You must show ALL WORK and INCLUDE UNITS to get full credit.
1. Balance the following equation
___Fe(s) + ___O₂(g) ⟶ ___Fe₂O₃(s)
2. How many grams of iron (III) oxide are formed when 25 grams of iron reacts completely with oxygen?
1. To balance the equation, we need to count the numbers of each type of atom on both sides of the equation and ensure they are equal.
The balanced equation would be:
4Fe(s) + 3O₂(g) ⟶ 2Fe₂O₃(s)
This means that four moles of iron react with three moles of oxygen to produce two moles of iron (III) oxide.
2. We are given 25 grams of iron and need to find out the mass of iron (III) oxide formed. First, we'll convert grams of iron into moles of Iron.
The molar mass of Iron (Fe) is 55.85 g/mol.
Moles of Iron = mass of Iron / molar mass of Iron
Moles of Iron = 25 g / 55.85 g/mol = 0.4477 moles
From the balanced equation, we can see that the molar ratio of Fe to Fe₂O₃ is 4:2 (or 2:1).
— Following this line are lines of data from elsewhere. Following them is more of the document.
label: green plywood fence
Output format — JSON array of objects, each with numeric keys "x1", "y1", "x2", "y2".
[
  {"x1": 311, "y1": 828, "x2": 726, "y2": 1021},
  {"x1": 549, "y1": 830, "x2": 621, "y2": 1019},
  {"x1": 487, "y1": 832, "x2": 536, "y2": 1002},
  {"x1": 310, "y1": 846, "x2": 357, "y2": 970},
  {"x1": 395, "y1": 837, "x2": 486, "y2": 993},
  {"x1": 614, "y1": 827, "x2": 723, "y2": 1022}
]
Therefore, every 2 moles of Iron will produce 1 mole of Fe₂O₃.
Moles of Fe₂O₃ = 0.4477 moles of Fe * (1 mole of Fe₂O₃/ 2 moles of Fe) = 0.2238 moles of Fe₂O₃
Now, we can convert moles of Fe₂O₃ back to grams.
The molar mass of Fe₂O₃ is (2 * 55.85 g/mol for Fe)+(3 * 16.00 g/mol for O) = 159.70 g/mol
Mass of Fe₂O₃ = moles of Fe₂O₃ * molar mass of Fe₂O₃
Mass of Fe₂O₃ = 0.2238 moles * 159.70 g/mol ≈ 35.76 grams
So, when 25 grams of iron reacts completely with oxygen, approximately 35.76 grams of iron (III) oxide are formed.